# Design and Implementation of a Machine Learning Platform
# Course
This is the proposal for a 3-day mini-course consisting of intensive lecture sessions and hands-on labs at NCTU Computer Science department in December 2019.
The purpose of the course is to demonstrate the architecture of a Machine Learning Platform through lectures and hands-on coding sessions. At the end of the course, students are expected to learn how a production machine learning project is run, and they will learn how to leverage open source software (not just using it, but modifying it to your need).
For researchers, Machine Learning Systems is a new branch of research body that’s at the intersection of ML and system (Check out SysML 2018), so having a general understanding of machine learning systems will help build a foundation for future research innovation. For students, having a grasp of practical machine learning systems will help prepare them for a future career.
# What this is not for
This course is not a course for Machine Learning algorithms.

# Intro
Machine learning in the industry is not a research, but an engineering project. A machine learning project is a collaboration between multiple professionals: data scientists and data engineers.
A machine learning system, also known as a machine learning platform or a machine learning infrastructure, is a system that connects different stages of machine learning development cycle: data ingestion, data preparation, feature extraction, model development, model training, model deployment and model serving.
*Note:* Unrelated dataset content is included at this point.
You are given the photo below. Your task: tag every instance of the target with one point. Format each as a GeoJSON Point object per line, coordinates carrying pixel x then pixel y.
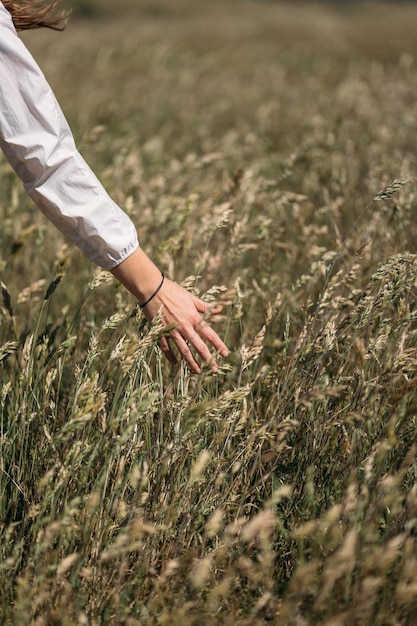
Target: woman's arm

It is a generic system that can support a variety of machine learning and data applications. Many big companies build their own machine learning platform, but most of them are composed of the above mentioned stages.
In this course, Apache Submarine is used as an example to illustrate the components required for performing these machine learning development stages.
# Program
3 days intensive lectures and hands-on coding sessions.
## Lectures
* **Day 1: Course overview [[doc](https://hackmd.io/@submarine/BJNbIL2CS)] 0.5hr**
* **Day 1: Machine learning project development process [[doc](https://hackmd.io/@submarine/r1EB2830B)] 1hr (Lecture 1)**
* data ingestion, data preparation, feature extraction, model development, model training, model deployment and model serving (1hr)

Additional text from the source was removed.